Mantashe stressed that while some of the problems raised by the residents deserved to be taken up, the community had to roll up its sleeves and not wait without doing something about it.

He said the ANC government had done much work to improve the lives of South Africans and that it was asking to improve on delivery.

Mantashe told some of the young people who complained about jobs that they had to actively look for jobs in firms, pointing that while jobs were scarce, many were lazy to “ufola” (queue for jobs openings in firms).

“You must not look for the job from the comfort of your blankets. There are unemployed people who are jobless at my home. I told them that the ANC is not going to give them jobs. They must stand up and go look for them,” he said.

One of the young people approached Mantashe as he addressed some  concerned residents and accused him of lying to them, before being heckled and chased away by others, accusing him of intoxication.

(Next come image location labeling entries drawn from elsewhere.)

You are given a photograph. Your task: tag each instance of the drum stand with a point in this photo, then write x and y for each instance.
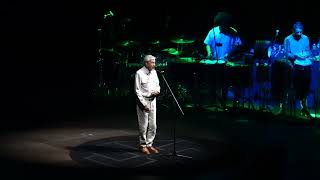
(263, 91)
(101, 86)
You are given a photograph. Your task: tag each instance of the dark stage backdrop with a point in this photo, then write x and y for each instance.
(49, 48)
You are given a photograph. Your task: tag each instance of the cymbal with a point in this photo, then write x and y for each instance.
(104, 50)
(182, 41)
(128, 43)
(172, 51)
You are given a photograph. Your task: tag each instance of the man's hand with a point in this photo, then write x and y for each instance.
(155, 94)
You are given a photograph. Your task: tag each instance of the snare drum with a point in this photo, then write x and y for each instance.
(281, 78)
(238, 74)
(302, 80)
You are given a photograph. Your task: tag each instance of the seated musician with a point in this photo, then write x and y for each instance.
(297, 49)
(220, 41)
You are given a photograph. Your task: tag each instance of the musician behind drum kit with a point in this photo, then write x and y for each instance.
(220, 42)
(297, 50)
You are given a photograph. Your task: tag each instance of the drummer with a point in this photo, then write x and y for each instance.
(220, 41)
(297, 48)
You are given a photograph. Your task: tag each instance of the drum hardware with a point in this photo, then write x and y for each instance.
(239, 78)
(261, 55)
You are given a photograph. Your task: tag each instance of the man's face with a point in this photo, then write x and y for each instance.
(297, 33)
(151, 64)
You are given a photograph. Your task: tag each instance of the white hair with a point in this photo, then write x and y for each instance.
(149, 58)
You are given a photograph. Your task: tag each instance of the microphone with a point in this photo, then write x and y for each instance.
(110, 13)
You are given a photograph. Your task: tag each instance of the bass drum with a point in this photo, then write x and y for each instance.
(276, 52)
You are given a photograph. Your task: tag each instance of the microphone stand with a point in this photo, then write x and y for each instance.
(174, 153)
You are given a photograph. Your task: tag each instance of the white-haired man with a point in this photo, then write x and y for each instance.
(147, 88)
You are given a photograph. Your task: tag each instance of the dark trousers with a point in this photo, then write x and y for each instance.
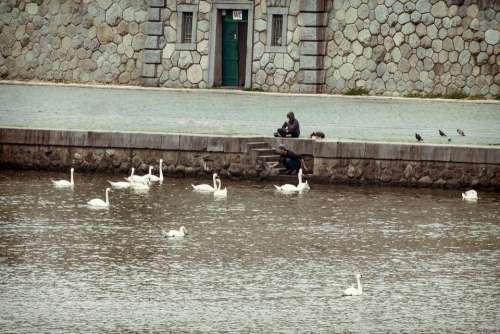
(290, 164)
(283, 133)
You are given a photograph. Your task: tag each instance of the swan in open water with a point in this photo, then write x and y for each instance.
(65, 183)
(137, 178)
(99, 203)
(206, 187)
(154, 178)
(290, 188)
(470, 195)
(303, 186)
(352, 291)
(140, 186)
(220, 192)
(177, 233)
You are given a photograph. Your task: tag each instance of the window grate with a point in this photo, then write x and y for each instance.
(277, 30)
(187, 27)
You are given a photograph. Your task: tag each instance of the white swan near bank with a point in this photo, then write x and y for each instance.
(220, 192)
(137, 178)
(99, 203)
(119, 184)
(177, 233)
(65, 183)
(206, 187)
(140, 186)
(303, 186)
(352, 291)
(470, 195)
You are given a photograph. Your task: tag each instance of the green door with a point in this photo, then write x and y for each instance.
(230, 55)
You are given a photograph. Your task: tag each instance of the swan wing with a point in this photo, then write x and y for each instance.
(288, 188)
(203, 187)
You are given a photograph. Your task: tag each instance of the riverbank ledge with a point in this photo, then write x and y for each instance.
(346, 162)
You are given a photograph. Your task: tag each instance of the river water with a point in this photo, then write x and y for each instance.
(257, 261)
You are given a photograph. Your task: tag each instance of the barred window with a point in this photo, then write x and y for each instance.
(277, 29)
(187, 27)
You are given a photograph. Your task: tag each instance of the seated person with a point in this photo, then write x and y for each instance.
(290, 160)
(317, 135)
(289, 128)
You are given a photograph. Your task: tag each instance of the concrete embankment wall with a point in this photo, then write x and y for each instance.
(194, 155)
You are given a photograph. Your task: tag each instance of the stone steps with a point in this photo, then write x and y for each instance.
(269, 158)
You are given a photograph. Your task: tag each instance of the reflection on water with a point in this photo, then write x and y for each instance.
(256, 261)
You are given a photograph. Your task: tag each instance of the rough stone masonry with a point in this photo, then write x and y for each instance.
(389, 47)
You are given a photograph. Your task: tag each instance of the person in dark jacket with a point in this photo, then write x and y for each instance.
(290, 160)
(290, 127)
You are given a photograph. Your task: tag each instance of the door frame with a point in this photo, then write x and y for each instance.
(238, 5)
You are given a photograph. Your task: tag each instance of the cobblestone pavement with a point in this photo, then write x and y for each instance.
(241, 113)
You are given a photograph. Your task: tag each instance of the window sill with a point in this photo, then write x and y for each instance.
(185, 46)
(276, 49)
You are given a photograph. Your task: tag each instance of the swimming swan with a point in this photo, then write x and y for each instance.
(303, 186)
(206, 187)
(119, 184)
(65, 183)
(352, 291)
(220, 192)
(290, 188)
(99, 203)
(177, 233)
(140, 186)
(470, 195)
(154, 178)
(137, 178)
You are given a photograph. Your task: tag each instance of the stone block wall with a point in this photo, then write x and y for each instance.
(184, 68)
(394, 47)
(67, 40)
(276, 71)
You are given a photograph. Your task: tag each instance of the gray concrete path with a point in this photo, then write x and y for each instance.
(240, 113)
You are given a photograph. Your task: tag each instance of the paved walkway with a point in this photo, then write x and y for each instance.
(242, 113)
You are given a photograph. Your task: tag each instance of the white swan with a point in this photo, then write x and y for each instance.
(119, 184)
(206, 187)
(303, 186)
(154, 178)
(352, 291)
(137, 178)
(177, 233)
(140, 186)
(99, 203)
(65, 183)
(470, 195)
(220, 192)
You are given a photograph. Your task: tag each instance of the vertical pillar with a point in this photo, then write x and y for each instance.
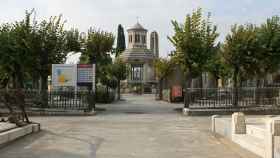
(238, 123)
(213, 123)
(273, 131)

Unamanga. Ngizokutshela, ukhuluma amanga namanje [You are lying. I am going to tell you that you are telling lies]. You can send your bouncers but I am going to tell you the truth,” he said.

A visibly irritated Mantashe accused the youth of disrespect and of only recognising his biological parents as parents.

Some of the residents said that  while they remained unhappy, they were still planning to back the party at the polls.